# PPB evening 15/4



## Y-Knot (Sep 26, 2006)

thinking a fish tommorrow nite after work 'bout 5pm .. not sure where yet but l'll load up the yak tonight and sort the details later :wink:


----------



## squizzy (Mar 3, 2007)

Im going out tonite so cant make it, tried last nite very scary at suunyside in & out of the water :lol: If its too rough etc, keep me up to date with your plans would like to catch up for a fish & a paddle.


----------



## Tim (Nov 11, 2005)

No can do, but I'm thinking of an am tues fish, just dependant (as usual) on work.


----------



## Y-Knot (Sep 26, 2006)

Hiya Squizz ... i posted that last nite and put the wrong date up mate. Im actually loaded up for a yakfish tonight if your interested


----------



## squizzy (Mar 3, 2007)

Yeah i looked at when you posted and worked out it was monday. definately out for tonite. I put a breif run down of my trip last nite on a trip report by kevin. May try and squeeze a tuesday morning, but same as tim, all depends on work


----------



## Tim (Nov 11, 2005)

I'm looking at Gibbo's little patch of reef at the mo.










Not too far from my place, and a bit of my local water I haven't fished.

It's the southern end of Mt Martha Beach, the reef shouldn't be hard to locate, even for those poor sonarless fishos like myself.


----------



## Y-Knot (Sep 26, 2006)

g'day Tim ... at the bottom of the picture, is that the small headland we fish to the left of when at sunnyside???


----------



## Tim (Nov 11, 2005)

No, this is the south of Mt Martha, you're thinking Mt Eliza.

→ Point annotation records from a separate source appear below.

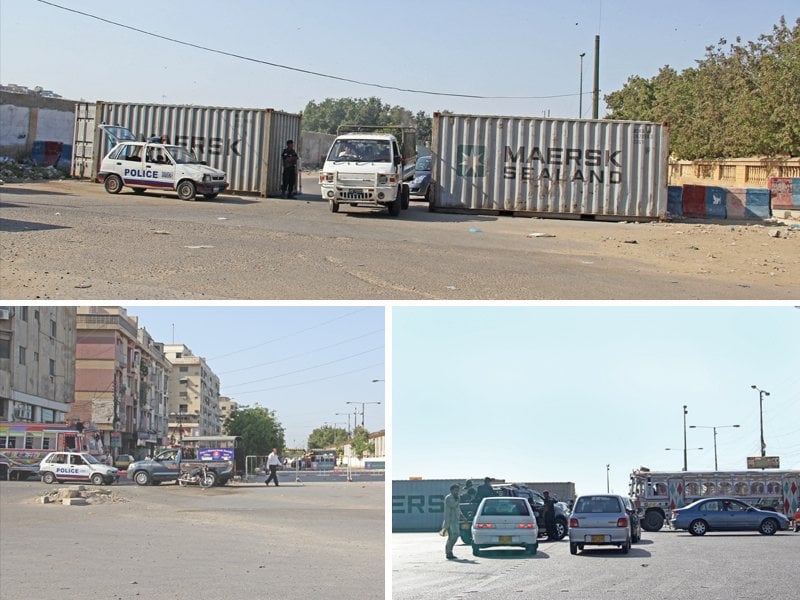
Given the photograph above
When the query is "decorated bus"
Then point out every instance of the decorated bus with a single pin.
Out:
(24, 445)
(657, 493)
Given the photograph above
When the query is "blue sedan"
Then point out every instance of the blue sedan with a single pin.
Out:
(726, 514)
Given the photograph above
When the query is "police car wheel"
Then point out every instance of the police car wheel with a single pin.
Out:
(113, 184)
(186, 190)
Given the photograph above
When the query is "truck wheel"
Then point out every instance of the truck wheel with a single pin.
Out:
(653, 521)
(142, 478)
(113, 184)
(186, 190)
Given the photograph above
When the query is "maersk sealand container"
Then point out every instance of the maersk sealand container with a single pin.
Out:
(550, 167)
(246, 143)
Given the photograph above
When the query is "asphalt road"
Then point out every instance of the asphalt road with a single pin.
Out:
(73, 241)
(238, 541)
(666, 565)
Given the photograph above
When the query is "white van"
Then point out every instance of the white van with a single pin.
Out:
(76, 466)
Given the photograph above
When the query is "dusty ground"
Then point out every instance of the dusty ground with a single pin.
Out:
(70, 240)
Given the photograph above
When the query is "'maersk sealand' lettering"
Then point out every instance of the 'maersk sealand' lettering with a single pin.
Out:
(576, 161)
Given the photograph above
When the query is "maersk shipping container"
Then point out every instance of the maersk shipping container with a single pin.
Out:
(560, 167)
(246, 143)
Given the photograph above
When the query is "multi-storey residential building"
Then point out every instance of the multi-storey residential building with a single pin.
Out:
(121, 377)
(226, 407)
(37, 363)
(193, 394)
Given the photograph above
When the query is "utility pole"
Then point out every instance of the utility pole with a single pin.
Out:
(596, 88)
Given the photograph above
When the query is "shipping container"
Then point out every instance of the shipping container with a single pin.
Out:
(246, 143)
(541, 166)
(418, 504)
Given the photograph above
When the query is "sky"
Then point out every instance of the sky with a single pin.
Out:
(556, 393)
(305, 363)
(518, 48)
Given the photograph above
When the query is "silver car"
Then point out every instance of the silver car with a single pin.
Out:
(599, 520)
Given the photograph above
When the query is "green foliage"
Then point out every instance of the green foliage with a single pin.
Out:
(327, 437)
(741, 99)
(259, 429)
(328, 115)
(361, 444)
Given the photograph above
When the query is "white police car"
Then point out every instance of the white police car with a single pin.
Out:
(153, 165)
(76, 466)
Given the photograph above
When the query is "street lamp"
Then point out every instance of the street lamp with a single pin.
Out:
(685, 412)
(761, 394)
(362, 409)
(580, 95)
(716, 468)
(684, 453)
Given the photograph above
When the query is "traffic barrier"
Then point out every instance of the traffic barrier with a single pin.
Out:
(675, 200)
(694, 201)
(715, 202)
(784, 192)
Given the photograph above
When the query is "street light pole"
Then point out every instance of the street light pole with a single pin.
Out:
(580, 90)
(761, 394)
(715, 427)
(685, 464)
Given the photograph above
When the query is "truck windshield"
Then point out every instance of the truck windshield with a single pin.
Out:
(181, 155)
(360, 150)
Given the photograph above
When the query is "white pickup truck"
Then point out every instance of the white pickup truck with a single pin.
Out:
(367, 169)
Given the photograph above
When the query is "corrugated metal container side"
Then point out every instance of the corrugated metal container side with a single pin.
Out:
(542, 166)
(245, 143)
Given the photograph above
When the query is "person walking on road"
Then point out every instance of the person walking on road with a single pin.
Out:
(550, 515)
(289, 158)
(452, 517)
(273, 461)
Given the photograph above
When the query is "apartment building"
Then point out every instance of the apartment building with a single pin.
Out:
(121, 379)
(193, 404)
(37, 363)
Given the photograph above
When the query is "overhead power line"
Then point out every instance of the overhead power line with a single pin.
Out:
(298, 69)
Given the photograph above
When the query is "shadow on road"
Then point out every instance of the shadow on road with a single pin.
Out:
(5, 190)
(13, 225)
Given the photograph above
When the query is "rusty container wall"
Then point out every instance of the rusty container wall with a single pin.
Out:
(245, 143)
(537, 166)
(83, 140)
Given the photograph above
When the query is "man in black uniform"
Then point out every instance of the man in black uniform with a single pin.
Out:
(549, 515)
(289, 158)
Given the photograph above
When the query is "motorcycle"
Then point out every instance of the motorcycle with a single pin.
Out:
(197, 476)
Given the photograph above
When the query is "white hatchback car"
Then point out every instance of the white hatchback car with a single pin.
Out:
(76, 466)
(600, 520)
(150, 165)
(501, 521)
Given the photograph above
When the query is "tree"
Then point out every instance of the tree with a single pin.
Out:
(360, 442)
(259, 429)
(741, 99)
(327, 437)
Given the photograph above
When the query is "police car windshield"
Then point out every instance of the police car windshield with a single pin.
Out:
(181, 155)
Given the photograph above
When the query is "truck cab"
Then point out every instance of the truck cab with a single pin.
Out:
(368, 169)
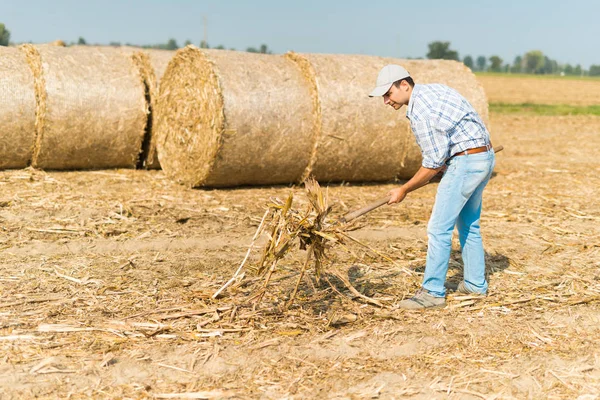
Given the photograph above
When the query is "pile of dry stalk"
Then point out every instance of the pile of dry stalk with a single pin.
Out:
(313, 230)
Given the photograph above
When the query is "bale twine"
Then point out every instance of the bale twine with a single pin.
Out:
(152, 64)
(359, 138)
(17, 109)
(91, 108)
(233, 118)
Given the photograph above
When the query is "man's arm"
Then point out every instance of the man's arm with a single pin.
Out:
(420, 179)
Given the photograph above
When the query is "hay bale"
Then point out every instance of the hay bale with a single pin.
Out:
(152, 64)
(58, 42)
(359, 139)
(228, 118)
(91, 108)
(17, 109)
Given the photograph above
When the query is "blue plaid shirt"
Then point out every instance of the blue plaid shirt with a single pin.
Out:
(444, 123)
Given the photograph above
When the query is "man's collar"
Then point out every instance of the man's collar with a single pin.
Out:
(411, 101)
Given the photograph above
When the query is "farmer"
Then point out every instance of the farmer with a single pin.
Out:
(452, 137)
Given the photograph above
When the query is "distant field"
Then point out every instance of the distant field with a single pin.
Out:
(536, 89)
(544, 109)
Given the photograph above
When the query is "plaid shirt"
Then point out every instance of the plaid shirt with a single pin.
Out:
(444, 123)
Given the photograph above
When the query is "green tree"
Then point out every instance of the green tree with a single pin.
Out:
(595, 70)
(481, 63)
(4, 35)
(517, 65)
(568, 70)
(441, 51)
(534, 62)
(468, 61)
(495, 64)
(172, 45)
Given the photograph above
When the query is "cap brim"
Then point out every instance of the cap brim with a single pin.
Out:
(380, 90)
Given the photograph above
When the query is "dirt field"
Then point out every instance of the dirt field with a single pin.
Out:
(106, 278)
(555, 90)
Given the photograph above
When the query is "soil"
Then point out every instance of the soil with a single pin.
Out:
(106, 280)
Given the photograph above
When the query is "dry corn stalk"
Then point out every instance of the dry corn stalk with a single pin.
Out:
(312, 229)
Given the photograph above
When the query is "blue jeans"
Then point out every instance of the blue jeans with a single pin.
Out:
(458, 203)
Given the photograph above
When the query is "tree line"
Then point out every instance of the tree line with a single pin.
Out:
(532, 62)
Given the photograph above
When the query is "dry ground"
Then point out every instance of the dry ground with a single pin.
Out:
(554, 90)
(106, 278)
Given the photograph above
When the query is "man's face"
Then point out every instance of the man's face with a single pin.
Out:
(397, 96)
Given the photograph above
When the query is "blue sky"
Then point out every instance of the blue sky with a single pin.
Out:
(566, 31)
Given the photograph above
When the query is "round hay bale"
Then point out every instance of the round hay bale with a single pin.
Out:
(92, 109)
(360, 139)
(17, 109)
(152, 64)
(58, 42)
(227, 118)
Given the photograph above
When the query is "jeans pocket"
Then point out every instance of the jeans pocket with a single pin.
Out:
(475, 174)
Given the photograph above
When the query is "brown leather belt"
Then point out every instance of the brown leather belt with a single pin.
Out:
(474, 150)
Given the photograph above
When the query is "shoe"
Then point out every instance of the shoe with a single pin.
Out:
(461, 288)
(421, 300)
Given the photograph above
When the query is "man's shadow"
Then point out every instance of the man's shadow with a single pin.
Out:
(494, 263)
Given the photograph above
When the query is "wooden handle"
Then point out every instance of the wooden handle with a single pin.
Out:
(357, 213)
(384, 200)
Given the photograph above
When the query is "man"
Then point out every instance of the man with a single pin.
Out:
(450, 134)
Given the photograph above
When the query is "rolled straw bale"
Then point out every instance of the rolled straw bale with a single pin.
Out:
(92, 109)
(152, 64)
(58, 42)
(230, 118)
(17, 109)
(360, 139)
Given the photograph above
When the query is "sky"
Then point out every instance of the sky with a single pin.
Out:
(566, 31)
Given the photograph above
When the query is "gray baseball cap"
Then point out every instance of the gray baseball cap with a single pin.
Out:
(387, 76)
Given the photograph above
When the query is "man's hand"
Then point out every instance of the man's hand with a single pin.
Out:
(397, 195)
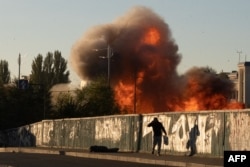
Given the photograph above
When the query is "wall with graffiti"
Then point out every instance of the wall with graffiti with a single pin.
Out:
(218, 131)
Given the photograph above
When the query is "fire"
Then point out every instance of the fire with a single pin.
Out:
(151, 37)
(144, 72)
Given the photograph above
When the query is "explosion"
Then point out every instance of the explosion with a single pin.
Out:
(143, 67)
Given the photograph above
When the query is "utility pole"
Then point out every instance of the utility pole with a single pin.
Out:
(239, 52)
(19, 69)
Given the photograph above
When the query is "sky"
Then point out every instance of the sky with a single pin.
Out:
(214, 33)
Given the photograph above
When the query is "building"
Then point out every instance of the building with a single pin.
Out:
(244, 83)
(241, 80)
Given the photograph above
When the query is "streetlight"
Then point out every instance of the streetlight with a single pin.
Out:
(109, 55)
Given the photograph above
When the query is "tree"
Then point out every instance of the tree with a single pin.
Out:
(4, 72)
(49, 71)
(65, 107)
(97, 98)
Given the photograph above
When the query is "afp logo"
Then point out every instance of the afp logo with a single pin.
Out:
(236, 158)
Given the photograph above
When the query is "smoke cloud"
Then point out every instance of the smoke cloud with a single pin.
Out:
(143, 64)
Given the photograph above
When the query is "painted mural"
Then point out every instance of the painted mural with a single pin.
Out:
(218, 131)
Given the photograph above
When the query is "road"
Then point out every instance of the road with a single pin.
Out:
(45, 160)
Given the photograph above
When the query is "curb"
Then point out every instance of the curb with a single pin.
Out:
(104, 156)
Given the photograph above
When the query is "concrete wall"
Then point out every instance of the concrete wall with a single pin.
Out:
(219, 131)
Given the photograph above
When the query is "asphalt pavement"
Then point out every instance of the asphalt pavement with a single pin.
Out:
(165, 159)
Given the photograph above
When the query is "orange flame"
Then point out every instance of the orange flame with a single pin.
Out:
(151, 37)
(195, 96)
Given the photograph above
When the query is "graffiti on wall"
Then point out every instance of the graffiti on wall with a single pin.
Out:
(108, 129)
(218, 131)
(238, 125)
(178, 127)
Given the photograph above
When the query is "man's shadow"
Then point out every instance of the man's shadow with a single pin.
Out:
(194, 132)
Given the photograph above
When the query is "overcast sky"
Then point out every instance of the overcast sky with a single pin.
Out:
(208, 33)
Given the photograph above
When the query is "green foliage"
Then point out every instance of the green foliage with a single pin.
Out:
(49, 71)
(20, 107)
(95, 99)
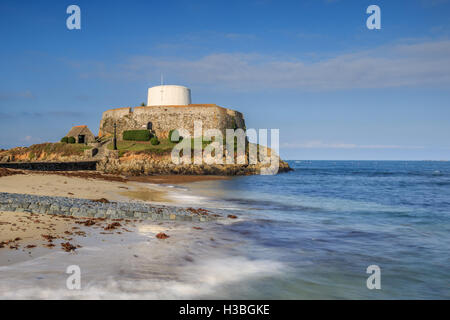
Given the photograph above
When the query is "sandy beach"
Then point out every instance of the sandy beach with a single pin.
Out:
(35, 249)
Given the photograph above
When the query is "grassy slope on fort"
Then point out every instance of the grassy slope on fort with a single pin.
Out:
(164, 147)
(44, 152)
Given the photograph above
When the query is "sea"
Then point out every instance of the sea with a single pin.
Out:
(318, 232)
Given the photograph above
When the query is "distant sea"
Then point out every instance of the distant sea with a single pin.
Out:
(306, 234)
(326, 222)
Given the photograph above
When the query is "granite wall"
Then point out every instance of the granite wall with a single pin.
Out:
(162, 119)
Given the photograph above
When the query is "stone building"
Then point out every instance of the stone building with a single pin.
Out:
(176, 112)
(82, 134)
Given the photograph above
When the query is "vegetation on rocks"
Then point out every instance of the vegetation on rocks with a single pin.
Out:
(136, 135)
(45, 152)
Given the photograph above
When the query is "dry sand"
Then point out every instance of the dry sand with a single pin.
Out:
(84, 188)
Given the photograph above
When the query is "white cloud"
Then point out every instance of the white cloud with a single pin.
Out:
(317, 144)
(400, 65)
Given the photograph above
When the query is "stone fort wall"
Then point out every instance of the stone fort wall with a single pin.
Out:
(162, 119)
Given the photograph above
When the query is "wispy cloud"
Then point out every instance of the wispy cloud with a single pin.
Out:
(8, 96)
(399, 65)
(317, 144)
(48, 114)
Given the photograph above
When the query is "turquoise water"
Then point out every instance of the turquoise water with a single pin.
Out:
(327, 221)
(307, 234)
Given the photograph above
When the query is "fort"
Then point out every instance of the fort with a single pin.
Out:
(169, 107)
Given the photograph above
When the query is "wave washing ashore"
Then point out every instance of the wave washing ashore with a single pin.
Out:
(310, 233)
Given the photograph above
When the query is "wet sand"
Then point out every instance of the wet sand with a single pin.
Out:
(176, 179)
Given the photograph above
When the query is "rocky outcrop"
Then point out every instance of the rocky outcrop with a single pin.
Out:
(135, 164)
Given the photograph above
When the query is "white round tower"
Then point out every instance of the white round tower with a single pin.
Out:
(169, 95)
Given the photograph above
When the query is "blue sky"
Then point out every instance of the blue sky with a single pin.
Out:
(335, 89)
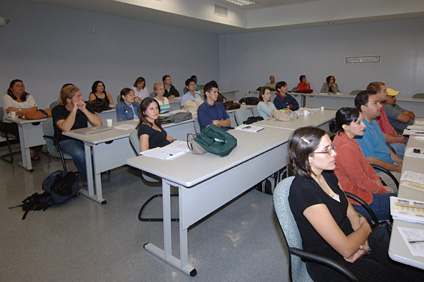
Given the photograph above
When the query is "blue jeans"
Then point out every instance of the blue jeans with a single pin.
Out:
(75, 149)
(399, 149)
(380, 205)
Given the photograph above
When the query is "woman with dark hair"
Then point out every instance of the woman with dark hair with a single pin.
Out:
(150, 131)
(353, 170)
(330, 86)
(18, 101)
(327, 222)
(140, 89)
(265, 107)
(303, 84)
(98, 92)
(127, 109)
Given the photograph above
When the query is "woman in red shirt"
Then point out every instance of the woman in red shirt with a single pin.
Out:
(352, 169)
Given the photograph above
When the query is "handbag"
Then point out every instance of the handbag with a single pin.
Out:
(38, 114)
(194, 147)
(283, 115)
(216, 141)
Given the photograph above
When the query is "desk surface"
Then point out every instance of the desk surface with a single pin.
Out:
(205, 166)
(316, 118)
(398, 250)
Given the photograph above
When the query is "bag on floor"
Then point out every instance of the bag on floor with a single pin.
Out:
(58, 187)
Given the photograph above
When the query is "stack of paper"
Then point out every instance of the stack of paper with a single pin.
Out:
(249, 128)
(407, 210)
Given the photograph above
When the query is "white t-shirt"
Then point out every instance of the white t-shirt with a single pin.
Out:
(143, 93)
(8, 101)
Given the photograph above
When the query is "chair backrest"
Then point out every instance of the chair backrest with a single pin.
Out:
(289, 227)
(418, 95)
(242, 115)
(135, 142)
(354, 92)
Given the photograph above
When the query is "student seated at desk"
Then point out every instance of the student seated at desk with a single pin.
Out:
(327, 222)
(163, 102)
(283, 100)
(353, 170)
(330, 86)
(127, 109)
(211, 112)
(18, 101)
(73, 113)
(150, 131)
(98, 92)
(265, 107)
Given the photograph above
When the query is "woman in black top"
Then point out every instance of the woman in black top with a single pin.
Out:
(150, 132)
(327, 222)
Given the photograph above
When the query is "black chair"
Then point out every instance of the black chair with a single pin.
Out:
(298, 271)
(135, 143)
(10, 139)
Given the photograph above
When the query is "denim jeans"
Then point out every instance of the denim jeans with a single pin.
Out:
(75, 148)
(380, 205)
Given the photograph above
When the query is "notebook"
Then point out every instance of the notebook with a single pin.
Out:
(92, 130)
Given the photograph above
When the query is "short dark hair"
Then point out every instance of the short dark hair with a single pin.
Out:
(164, 77)
(143, 107)
(208, 86)
(262, 92)
(94, 86)
(139, 80)
(344, 116)
(124, 92)
(187, 83)
(280, 84)
(329, 78)
(302, 143)
(362, 98)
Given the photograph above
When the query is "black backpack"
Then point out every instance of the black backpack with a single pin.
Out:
(58, 187)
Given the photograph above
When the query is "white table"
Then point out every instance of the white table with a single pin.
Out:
(30, 135)
(317, 118)
(398, 250)
(211, 182)
(110, 149)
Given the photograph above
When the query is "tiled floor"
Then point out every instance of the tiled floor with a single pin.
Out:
(84, 241)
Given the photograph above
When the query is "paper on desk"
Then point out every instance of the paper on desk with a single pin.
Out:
(412, 176)
(407, 210)
(414, 239)
(249, 128)
(125, 126)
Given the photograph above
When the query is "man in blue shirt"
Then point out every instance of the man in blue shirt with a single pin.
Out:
(211, 112)
(373, 143)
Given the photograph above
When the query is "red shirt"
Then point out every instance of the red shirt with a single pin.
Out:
(355, 174)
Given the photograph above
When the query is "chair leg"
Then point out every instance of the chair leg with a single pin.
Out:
(140, 213)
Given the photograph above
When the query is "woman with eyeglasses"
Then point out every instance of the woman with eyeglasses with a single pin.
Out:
(327, 222)
(353, 170)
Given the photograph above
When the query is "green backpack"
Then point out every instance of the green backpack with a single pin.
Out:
(216, 141)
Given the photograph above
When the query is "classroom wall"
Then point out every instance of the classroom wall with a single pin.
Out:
(247, 60)
(47, 46)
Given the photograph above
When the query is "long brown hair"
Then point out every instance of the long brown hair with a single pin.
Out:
(142, 115)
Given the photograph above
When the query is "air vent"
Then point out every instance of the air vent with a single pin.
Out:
(221, 11)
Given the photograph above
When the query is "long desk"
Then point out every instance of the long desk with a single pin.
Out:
(110, 149)
(30, 135)
(398, 250)
(211, 182)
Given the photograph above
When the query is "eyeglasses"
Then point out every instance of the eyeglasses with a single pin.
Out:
(329, 150)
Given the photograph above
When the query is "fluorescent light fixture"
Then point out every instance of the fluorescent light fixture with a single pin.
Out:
(362, 59)
(241, 2)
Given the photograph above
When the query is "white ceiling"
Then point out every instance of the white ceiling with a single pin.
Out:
(264, 15)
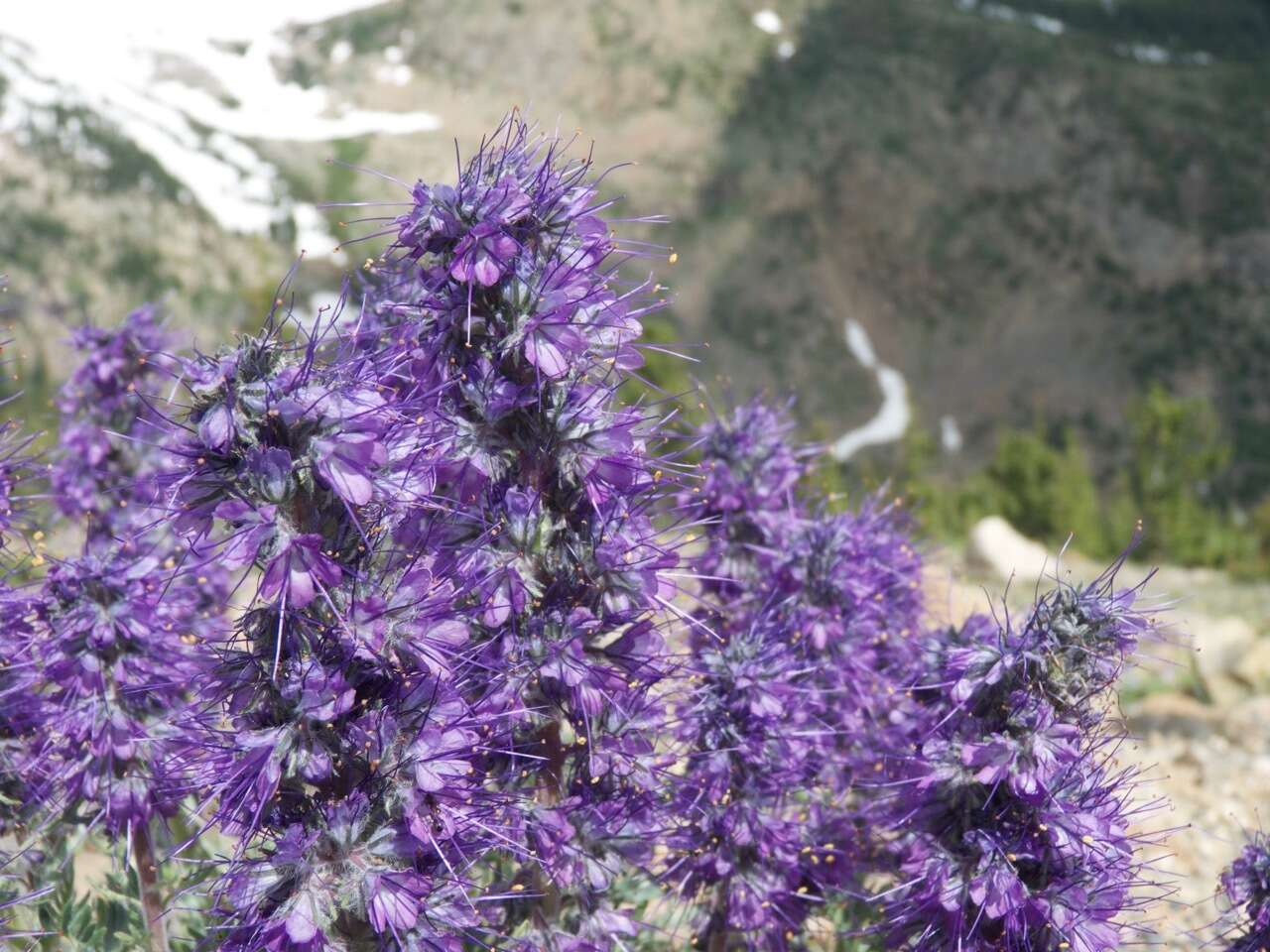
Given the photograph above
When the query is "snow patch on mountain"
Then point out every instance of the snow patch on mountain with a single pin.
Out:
(193, 90)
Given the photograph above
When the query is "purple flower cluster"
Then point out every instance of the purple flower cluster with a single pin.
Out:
(444, 683)
(793, 654)
(111, 424)
(1246, 885)
(112, 643)
(436, 627)
(1012, 828)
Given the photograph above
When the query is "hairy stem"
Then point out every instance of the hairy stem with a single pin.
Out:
(148, 884)
(550, 794)
(719, 919)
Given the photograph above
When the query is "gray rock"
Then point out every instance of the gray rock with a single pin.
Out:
(1000, 548)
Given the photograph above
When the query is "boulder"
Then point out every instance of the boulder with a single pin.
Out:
(1000, 548)
(1220, 644)
(1174, 714)
(1252, 666)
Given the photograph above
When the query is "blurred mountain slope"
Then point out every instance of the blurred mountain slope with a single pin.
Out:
(1033, 208)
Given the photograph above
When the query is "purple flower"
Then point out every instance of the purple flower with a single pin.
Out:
(1246, 887)
(299, 567)
(347, 462)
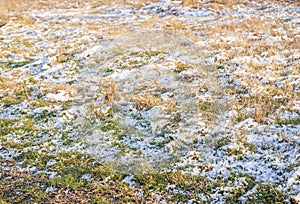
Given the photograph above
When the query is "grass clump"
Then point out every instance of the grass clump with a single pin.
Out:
(146, 101)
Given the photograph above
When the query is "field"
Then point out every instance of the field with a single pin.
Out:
(149, 101)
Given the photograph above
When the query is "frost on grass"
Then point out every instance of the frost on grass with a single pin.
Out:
(151, 93)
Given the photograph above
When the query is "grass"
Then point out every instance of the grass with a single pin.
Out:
(23, 134)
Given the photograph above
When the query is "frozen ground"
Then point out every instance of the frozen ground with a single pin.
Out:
(210, 91)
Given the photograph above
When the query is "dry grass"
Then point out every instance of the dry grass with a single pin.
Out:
(146, 101)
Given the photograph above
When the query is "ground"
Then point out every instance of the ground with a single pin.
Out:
(150, 102)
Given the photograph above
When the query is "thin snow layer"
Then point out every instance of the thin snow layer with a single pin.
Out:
(190, 119)
(159, 133)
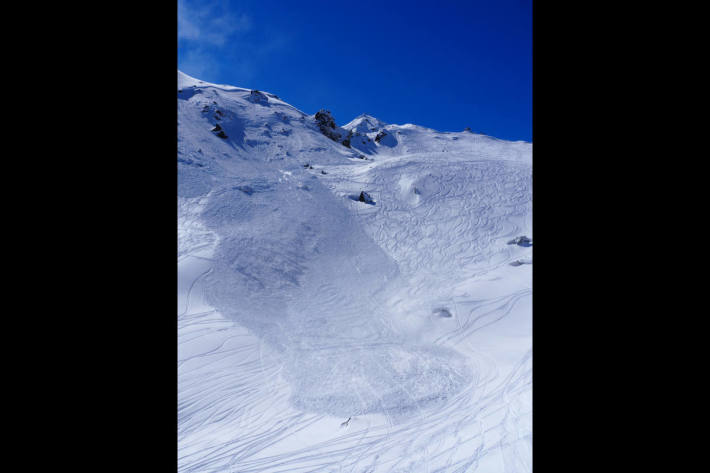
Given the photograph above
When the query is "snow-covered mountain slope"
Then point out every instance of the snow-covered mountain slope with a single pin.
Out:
(318, 332)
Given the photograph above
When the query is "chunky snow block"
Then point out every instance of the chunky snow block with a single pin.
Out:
(257, 96)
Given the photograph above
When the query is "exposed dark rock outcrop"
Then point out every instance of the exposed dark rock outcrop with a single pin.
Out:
(326, 125)
(521, 241)
(365, 197)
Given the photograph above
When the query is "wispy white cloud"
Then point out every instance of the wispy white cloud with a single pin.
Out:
(209, 23)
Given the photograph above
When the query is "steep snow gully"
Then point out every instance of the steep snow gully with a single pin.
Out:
(317, 332)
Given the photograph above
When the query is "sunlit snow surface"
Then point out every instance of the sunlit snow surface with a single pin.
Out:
(319, 333)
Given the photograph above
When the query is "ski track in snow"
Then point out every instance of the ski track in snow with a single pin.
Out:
(299, 307)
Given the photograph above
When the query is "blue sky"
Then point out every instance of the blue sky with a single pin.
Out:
(444, 65)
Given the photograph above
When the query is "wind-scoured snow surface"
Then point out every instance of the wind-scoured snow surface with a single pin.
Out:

~10-15 mins drive further south.


----------



## Tim (Nov 11, 2005)

Diagram


----------



## Y-Knot (Sep 26, 2006)

oh yep...cool. I will already be pushing for time after work tonight and dont think i can afford the extra 15-20minutes but happy to check it out another time, or Canadian bay even :wink:


----------



## PhilipL (Apr 15, 2006)

Where do you launch in Canadian Bay. Scott mentioned having to do a fair hike - is there somewhere closer??


----------